Arthroscopic surgery for elbow joint is still in primitive stage and limited to arthroscopic synovectomy. Arthroscopic synovectomy is a reliable procedure to alleviate pain in early grades of rheumatoid arthritis. The fundamental of arthroscopy is visualization and access. Visualization and access to the ulnohumeral and radiocapitellar articulation is rather difficult. Recent study has come out with a joint jack to widen the ulnohumeral joint space to work better posteriorly.




Wrist Joint

Wrist arthroscopy is the third most common joint after knee and shoulder joint to be examined by arthroscope.




Minimal Access Surgery in Orthopedic Trauma

Opening of the fracture site during exposure further jeopardize the vascularity at the fracture site which adversely effects the healing at the fracture site. The involvement intra-articular fracture needs minimal tissue stripping to further jeopardize the vascularity. This principle leads to the foundation of the minimal access surgical principle in orthopedic trauma surgery. This principle helps to maintain the biology around the fracture site, so this fixation is also known as biological fixation. Biological fixation or minimal access surgery is extremely useful at the site of fractures with comminution, or areas with doubtful vascularity.

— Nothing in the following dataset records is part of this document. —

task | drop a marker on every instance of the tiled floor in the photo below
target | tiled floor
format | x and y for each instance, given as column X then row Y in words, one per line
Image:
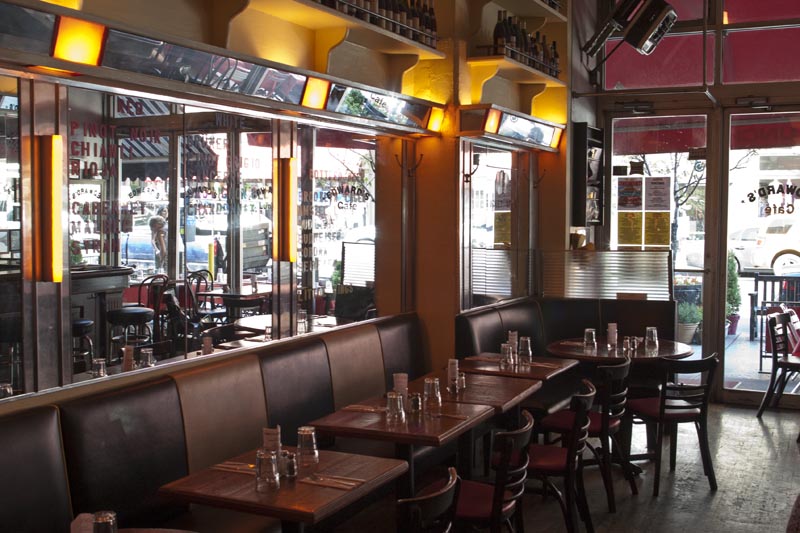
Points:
column 757, row 464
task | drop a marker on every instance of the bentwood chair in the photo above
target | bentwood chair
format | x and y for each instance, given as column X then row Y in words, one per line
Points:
column 604, row 424
column 779, row 327
column 494, row 505
column 566, row 461
column 679, row 403
column 432, row 511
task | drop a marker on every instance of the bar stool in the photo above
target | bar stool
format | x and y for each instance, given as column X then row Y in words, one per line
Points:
column 135, row 327
column 82, row 345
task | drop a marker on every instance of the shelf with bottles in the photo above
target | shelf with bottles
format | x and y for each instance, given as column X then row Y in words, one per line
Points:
column 552, row 10
column 370, row 25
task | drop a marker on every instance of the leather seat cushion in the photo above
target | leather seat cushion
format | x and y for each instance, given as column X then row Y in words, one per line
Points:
column 121, row 446
column 547, row 459
column 35, row 492
column 356, row 363
column 297, row 381
column 223, row 410
column 648, row 408
column 475, row 501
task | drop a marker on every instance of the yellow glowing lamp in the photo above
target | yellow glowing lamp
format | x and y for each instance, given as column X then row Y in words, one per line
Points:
column 50, row 266
column 492, row 121
column 315, row 94
column 79, row 41
column 556, row 137
column 436, row 119
column 284, row 210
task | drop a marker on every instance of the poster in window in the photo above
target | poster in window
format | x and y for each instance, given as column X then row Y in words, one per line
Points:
column 658, row 194
column 656, row 229
column 629, row 194
column 629, row 226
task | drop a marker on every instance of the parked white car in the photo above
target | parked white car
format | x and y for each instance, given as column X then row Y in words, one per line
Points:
column 778, row 245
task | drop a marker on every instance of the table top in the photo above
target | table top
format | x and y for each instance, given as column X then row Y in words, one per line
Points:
column 573, row 348
column 502, row 393
column 541, row 368
column 418, row 429
column 258, row 323
column 301, row 500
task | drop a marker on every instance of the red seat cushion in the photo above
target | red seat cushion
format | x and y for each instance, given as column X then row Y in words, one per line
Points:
column 475, row 501
column 547, row 459
column 649, row 407
column 561, row 422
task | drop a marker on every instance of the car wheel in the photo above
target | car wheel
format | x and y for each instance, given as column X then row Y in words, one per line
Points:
column 786, row 263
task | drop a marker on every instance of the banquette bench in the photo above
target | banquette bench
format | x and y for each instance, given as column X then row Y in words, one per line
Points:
column 545, row 320
column 114, row 449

Spine Surgery and Arthroscopy

Spinal surgeries are thought to be risky due to the vicinity of the important structures and high vascularity (venous plexus) around the spine. The conventional (open) exposure to reach the site of pathology needs wide exposure which in turns lead to large amount of morbidity and prolongs the period of recovery especially in the thoracic spine surgeries. The advantage of endoscopy like precision, magnification and small incision for exposure has lead to the endoscopic spinal surgery to the great advantage than conventional open procedure.

The endoscope allows the surgeon to use a “keyhole” incision to access the herniated disk. Muscle and tissue are dilated rather than being cut when accessing the disk. This leads to less tissue destruction, less postoperative pain, quicker recovery times, earlier rehabilitation, and avoidance of general anesthesia. Thermal annuloplasty is an adjunctive procedure that uses bipolar electrothermal energy (radiofrequency and/ or laser) to ablate or depopulate the sensitized pain nociceptors in the annulus, ablate any inflammatory/granulation tissue that has grown into the annulus, and to shrink and tighten the stretched or torn collagen fibers of the annulus.

Scoliosis is a three-dimensional problem. The aim of surgery is to try to restore the normal contour of the back from both the front view and the side view. A technique to assist in getting a maximum of correction with a minimum of scar and morbidity by releasing the contacted anterior tissue with the use of the endoscope to go into the chest (similar to the way surgeons take out gallbladders now) in front where the actual vertebra are and take out the disks in front thus relaxing up the spine so we can get better correction and the fusion in back. This method goes in through the chest using three or four small incisions to reach the front of the spine. Once inside the chest the spine is clearly visible and “soft” tissues can be cleaned off exposing the spine. The disks are easily seen and can be removed.




Bone Endoscopy and Tumors

With the increasing experience of seeing inside the soft cavities like joint, the same arthroscope is now used to see inside the bony cavities. The initial results are equal than the open surgical procedure with added advantages of minimal invasive, no immobilization, quick hospital discharge, minimal chances of pathological fracture and very small surgical scar. This is especially useful for benign cystic lesion of bone like giant cell tumor, simple bone cyst or enchondroma. With the endoscopic technique, curettage of the cystic lesion and filling of the cavity by morselized autologous bone or bone cement can be done effectively. This minimal invasive technique allows the lesion to heal at much faster rate and with minimal scaring. This technique is being in practice for the management of these cystic lesion in soft bones or in cancellous bones.